Ignacia tersenyum senang. Tidak sabar untuk menunjukkan buku yang sudah dia tunggu cukup lama.
"Tapi Kak Rajendra tidak suka membaca." Athira benar. Tentu saja Ignacia paham betul. Senyumannya hilang dalam seperkian detik, berubah datar dan tidak bersemangat.
"Kau tidak perlu suka membaca untuk pergi ke toko buku. Lagipula aku yang punya kepentingan. Bukan Rajendra." Ignacia bangkit, penampilannya semakin cantik dengan pemilihan sepatu dengan warna yang tepat, "aku tidak bisa memaksanya untuk menyukai apa yang aku sukai. Biarkan saja dia merasa bingung saat menemaniku."
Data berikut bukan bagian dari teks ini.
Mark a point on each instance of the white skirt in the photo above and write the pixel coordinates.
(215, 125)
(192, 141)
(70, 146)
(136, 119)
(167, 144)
"Kakak kapan akan kembali?"
"Tumben sekali kau bertanya. Ada apa?" Ignacia menatap adiknya dengan tatapan berbeda.
"Ingin bertanya saja. Mentang-mentang ayah dan mama tidak ada di rumah, kakak tidak bisa seenaknya pergi seharian. Rafka dan Arvin ikut, jadi aku sendirian di rumah." Athira berbohong. Dia hanya ingin kakaknya kembali secepatnya sebelum sesuatu yang dia perkiraan benar terjadi.
"Tentu, aku akan segera kembali setelah selesai."
"Selamat bersenang-senang."
Athira meninggalkan kakaknya di teras. Dia hanya bisa berharap jika kakaknya baik-baik saja saat bersama dengan Rajendra yang memiliki hobi yang sangat berbeda dengan kakaknya. Kak Rajendra tidak mengerti apa yang kakaknya inginkan kadang-kadang. Jadinya Athira agak khawatir.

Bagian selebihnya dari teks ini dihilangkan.